“Although you wash yourself . . . , the stain of your guilt is still before me,” declares the Sovereign Lord. Jeremiah 2:22
“Are. You. Kidding?!” I yelled, digging through our dryer looking for my shirt. I found it. And . . . something else.
My white shirt had an ink spot on it. In fact, it looked like a jaguar pelt: ink splotches coated everything. I clearly hadn’t checked my pockets, and a leaky pen had stained the entire load.
Scripture often uses the word stain to describe sin. A stain permeates the fabric of something, ruining it. And that’s how God, speaking through the prophet Jeremiah, described sin, reminding His people that its stain was beyond their ability to cleanse: “Although you wash yourself with soap and use an abundance of cleansing powder, the stain of your guilt is still before me” (Jeremiah 2:22).
Thankfully, sin doesn’t get the last word. In Isaiah 1:18, we hear God’s promise that He can cleanse us from sin’s stain: “Though your sins are like scarlet, they shall be as white as snow; though they are red as crimson, they shall be like wool.”
I couldn’t get the ink stain out of my shirt. Neither can I undo the stain of my sin. Thankfully, God cleanses us in Christ, just as 1 John 1:9 promises: “If we confess our sins, he is faithful and just and will forgive us our sins and purify us from all unrighteousness.”
What has it looked like in your life to experience forgiveness and cleansing from sin? What “stain” might you need to bring to God?

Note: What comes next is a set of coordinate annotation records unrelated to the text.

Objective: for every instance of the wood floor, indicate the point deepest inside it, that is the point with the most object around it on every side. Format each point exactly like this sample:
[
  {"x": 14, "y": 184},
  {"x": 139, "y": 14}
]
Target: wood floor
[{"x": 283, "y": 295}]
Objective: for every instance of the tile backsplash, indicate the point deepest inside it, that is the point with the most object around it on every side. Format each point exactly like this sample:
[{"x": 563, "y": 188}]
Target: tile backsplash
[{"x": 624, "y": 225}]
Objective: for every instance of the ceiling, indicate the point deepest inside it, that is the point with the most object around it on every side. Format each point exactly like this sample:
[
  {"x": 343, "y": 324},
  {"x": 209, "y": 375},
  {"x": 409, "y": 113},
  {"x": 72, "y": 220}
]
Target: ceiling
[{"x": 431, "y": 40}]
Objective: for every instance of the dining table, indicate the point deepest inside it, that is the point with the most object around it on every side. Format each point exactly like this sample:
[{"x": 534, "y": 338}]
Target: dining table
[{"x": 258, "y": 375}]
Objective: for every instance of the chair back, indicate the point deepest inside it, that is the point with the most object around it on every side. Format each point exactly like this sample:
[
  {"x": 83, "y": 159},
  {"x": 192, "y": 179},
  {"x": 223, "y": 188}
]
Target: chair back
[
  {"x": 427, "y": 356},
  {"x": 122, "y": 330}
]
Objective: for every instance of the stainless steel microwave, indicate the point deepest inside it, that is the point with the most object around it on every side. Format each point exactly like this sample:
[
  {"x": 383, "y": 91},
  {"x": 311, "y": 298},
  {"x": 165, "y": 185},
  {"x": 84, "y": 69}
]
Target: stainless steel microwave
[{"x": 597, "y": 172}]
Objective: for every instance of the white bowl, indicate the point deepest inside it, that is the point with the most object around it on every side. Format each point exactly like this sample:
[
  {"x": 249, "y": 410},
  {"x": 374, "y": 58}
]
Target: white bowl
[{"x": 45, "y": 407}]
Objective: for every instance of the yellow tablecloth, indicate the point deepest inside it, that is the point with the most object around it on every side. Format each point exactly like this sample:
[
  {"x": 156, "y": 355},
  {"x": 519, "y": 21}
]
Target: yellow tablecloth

Father, please help me to cling to the promise that in Christ there’s forgiveness and purity as I’m washed white as snow in Your sight.
INSIGHT
In Jeremiah 2, God compares Himself to a farmer who carefully planted His people “like a choice vine of sound and reliable stock” (v. 21). Yet, inexplicably, they’d turned into a “corrupt, wild vine” (v. 21). Elsewhere in Scripture, this same metaphor of a vine is used for God’s people (Isaiah 5:1-3; Ezekiel 17:5-10; Hosea 10:1). Jesus returned to this image when He said, “I am the true vine, and my Father is the gardener” (John 15:1). He told His disciples that they were “clean because of the word I have spoken to you” (v. 3) but urged them to remain in Him and “bear much fruit; [for] apart from me you can do nothing” (v. 5).